Emery, the older one, will say things like “Mommy, your breath is stinky,” or “Why is that lady so big?”
Merrill, the younger one, has trouble pronouncing her F’s, S’s, and Th’s, and she loves being the center of attention. The other day she wanted everybody to get in a “tircle” and watch her “pin” in the middle. Translation: get in a circle and watch her spin.
The family had a pish named Pipper. Translation: a fish named Flipper.
When I saw them the other day, I said, “Okay, you bunch of stinkers, who’s the biggest stinker in the group?” Merrill did not hesitate to raise her hand. She’ll be four in December.
My sister and brother-in-law told her that if she continued to get out of bed and wander around the house in the middle of the night then she’d get a spanking with a wooden spoon. One night soon after, Merrill woke up her mom. Merrill was holding a wooden spoon in one hand.
At least she was prepared to accept the consequences of her actions.
All my sister could do was laugh.
But then kids say things that you’re glad to be able to address without the added discomfort of stranger’s ears. My sister and brother-in-law have a chocolate Lab named Duke.
Merrill asked if he were an African American.
After the kids started noticing differences and asking questions about skin color, Elizabeth and Jim started trying to help them navigate the race obstacle course.
I can see the simple syllogisms popping up in Merrill’s quick brain:
Brown = African American
Duke = Brown
Therefore, Duke must be an African American.
“No, Merrill, Duke is not an African American. Duke is a dog. African Americans are people.”
How do you explain family, genus, and species to a four-year-old? How do you stress the importance of showing everyone respect, regardless of skin color, without placing so much emphasis on labels and titles that they turn someone into the “other,” the “them” that is so different than us? Labels quickly become counter-productive when adults use them, so how do you explain such nuances to children?

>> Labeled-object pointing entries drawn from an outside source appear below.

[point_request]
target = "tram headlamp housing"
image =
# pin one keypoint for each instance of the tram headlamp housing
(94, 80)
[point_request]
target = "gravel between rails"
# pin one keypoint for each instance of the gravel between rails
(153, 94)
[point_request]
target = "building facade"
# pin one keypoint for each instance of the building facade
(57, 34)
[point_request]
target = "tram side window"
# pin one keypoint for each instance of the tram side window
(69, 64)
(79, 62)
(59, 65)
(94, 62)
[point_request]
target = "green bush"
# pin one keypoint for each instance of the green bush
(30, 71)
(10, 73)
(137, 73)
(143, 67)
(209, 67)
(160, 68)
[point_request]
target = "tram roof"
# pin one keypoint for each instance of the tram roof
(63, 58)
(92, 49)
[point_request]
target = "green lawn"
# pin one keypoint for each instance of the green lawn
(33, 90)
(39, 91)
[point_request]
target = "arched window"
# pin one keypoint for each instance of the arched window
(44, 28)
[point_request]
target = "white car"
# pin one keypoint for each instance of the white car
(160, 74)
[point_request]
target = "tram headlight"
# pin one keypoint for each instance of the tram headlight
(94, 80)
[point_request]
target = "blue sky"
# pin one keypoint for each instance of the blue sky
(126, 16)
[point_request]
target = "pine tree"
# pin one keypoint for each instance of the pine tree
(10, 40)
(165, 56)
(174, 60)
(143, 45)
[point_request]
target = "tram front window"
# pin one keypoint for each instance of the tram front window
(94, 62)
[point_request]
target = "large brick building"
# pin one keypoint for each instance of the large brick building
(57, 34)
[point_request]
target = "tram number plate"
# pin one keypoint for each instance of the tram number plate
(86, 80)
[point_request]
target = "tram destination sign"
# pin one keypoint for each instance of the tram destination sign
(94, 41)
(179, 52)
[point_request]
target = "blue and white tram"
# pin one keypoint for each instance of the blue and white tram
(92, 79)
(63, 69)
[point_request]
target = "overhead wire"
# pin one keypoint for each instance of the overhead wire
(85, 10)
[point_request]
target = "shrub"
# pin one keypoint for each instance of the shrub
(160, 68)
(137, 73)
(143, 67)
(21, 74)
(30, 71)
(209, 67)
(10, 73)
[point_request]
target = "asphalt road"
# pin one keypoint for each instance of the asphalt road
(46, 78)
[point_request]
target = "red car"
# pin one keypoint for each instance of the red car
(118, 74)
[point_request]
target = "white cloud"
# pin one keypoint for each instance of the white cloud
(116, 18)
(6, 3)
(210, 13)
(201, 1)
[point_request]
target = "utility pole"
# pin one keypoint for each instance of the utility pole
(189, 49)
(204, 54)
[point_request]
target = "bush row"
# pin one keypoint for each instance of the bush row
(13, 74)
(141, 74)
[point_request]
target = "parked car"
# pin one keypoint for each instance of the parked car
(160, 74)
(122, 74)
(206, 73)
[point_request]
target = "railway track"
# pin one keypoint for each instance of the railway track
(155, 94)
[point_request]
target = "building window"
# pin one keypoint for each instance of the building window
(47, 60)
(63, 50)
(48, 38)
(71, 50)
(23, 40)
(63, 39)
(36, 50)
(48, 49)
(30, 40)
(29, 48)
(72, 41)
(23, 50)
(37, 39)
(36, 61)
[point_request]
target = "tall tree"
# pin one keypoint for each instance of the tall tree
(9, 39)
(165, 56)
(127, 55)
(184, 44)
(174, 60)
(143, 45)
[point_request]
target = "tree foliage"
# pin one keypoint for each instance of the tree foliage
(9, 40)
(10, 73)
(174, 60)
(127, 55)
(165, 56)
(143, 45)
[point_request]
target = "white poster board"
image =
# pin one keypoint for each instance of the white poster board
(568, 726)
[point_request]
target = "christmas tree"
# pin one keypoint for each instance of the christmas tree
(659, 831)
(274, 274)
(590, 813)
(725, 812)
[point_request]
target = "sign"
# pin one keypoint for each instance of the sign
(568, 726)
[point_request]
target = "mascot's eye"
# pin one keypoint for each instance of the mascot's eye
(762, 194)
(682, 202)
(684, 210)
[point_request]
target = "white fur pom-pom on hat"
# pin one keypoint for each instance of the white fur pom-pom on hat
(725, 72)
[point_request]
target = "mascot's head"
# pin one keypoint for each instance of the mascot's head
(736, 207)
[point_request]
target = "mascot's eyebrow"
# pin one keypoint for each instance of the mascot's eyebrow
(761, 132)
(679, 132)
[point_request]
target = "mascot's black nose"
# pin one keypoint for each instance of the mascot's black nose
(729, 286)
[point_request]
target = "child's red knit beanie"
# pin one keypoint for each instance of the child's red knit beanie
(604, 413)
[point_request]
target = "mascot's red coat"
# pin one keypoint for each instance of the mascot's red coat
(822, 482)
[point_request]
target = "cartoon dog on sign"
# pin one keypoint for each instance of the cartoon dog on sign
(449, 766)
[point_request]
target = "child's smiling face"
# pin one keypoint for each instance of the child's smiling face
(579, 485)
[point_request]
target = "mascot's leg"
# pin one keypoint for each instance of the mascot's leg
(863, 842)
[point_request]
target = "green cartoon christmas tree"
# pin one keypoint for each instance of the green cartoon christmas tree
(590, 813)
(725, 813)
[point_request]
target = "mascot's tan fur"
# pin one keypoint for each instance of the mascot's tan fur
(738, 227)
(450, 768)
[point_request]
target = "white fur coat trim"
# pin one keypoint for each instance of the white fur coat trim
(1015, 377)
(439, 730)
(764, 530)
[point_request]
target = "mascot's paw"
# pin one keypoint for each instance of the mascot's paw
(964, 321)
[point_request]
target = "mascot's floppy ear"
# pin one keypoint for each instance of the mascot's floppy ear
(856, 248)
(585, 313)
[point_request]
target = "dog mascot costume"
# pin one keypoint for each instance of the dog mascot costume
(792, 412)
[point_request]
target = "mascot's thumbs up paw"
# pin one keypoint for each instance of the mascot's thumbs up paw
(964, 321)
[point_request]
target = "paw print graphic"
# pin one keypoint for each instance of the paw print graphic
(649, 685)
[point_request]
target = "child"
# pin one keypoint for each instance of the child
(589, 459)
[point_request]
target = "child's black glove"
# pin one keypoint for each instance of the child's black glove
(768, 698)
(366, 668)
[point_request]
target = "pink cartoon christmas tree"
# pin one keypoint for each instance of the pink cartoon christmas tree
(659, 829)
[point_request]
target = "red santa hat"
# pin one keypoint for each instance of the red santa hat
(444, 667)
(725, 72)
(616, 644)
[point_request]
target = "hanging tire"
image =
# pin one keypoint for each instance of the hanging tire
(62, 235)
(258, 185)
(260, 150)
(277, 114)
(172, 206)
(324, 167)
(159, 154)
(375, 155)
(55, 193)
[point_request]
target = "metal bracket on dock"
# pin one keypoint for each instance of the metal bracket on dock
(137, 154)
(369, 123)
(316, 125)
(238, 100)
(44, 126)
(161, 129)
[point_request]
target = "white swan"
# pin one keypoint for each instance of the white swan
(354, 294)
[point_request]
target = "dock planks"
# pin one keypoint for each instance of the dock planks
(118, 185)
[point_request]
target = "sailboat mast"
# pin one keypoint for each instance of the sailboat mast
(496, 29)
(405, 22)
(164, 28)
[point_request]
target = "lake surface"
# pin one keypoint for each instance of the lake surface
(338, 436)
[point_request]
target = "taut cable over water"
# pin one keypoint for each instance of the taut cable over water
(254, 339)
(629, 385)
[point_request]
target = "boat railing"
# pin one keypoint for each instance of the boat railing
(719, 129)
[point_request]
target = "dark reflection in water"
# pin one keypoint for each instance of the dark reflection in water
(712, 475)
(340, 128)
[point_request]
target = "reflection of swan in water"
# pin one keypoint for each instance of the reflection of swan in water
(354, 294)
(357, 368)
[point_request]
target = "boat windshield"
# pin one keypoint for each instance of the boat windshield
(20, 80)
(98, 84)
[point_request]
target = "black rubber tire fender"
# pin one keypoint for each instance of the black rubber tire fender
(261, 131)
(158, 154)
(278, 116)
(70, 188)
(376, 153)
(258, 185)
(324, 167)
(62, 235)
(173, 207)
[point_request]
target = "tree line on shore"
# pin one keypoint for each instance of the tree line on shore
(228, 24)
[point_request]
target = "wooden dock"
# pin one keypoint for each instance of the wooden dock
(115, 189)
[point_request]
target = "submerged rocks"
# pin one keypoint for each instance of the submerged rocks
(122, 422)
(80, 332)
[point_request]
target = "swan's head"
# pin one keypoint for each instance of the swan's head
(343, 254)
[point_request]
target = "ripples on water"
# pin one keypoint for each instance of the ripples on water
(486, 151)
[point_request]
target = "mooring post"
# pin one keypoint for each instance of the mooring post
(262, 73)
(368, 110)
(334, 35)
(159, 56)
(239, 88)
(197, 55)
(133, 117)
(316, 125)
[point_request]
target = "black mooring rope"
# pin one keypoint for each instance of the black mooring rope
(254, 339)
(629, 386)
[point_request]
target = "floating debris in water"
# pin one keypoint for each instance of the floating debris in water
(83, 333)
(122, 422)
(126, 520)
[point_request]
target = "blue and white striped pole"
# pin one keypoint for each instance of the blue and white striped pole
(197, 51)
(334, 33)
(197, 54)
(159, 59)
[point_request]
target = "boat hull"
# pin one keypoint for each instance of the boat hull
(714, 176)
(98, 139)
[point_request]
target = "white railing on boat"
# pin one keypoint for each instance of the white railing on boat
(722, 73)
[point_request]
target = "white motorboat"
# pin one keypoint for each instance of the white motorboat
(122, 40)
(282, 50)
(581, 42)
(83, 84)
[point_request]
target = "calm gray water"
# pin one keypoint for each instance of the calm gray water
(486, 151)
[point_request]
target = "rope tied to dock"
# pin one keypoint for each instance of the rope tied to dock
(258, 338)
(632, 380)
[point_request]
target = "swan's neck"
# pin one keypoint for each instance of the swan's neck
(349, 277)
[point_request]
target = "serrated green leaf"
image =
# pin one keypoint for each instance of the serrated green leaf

Megan and I brought Hemingway the Cat to Nashville to meet Emery, Merrill, and Henderson. Merrill liked the kitty so much that she started poking his genitals.
Elizabeth also had to address this issue: “Merrill, please don’t poke Hemingway’s privates. He doesn’t like that, and animal privates are like people privates. You don’t touch them.”
Merrill is fond of taking things that she has heard and making them about her. A little boy pushed Emery down at school, and Merrill started telling people that a little boy pushed her down in the parking lot. She would even show you the boo boo on her knee. Of course, the skin didn’t have a single mark on it.
She told her mom recently that the husband of one of the teachers at her pre-school had wiped her bottom that day. This was not true.
How do you delineate the difference between storytelling and lying, between make believe and deception? Obviously, an unauthorized adult helping a child in the bathroom is cause for concern, but how do you tell kids that this particular context—bathrooms and “privates”—deserves absolute truth and no imagination because of the damage an otherwise harmless story might do?
Parenting is going to be so much fun.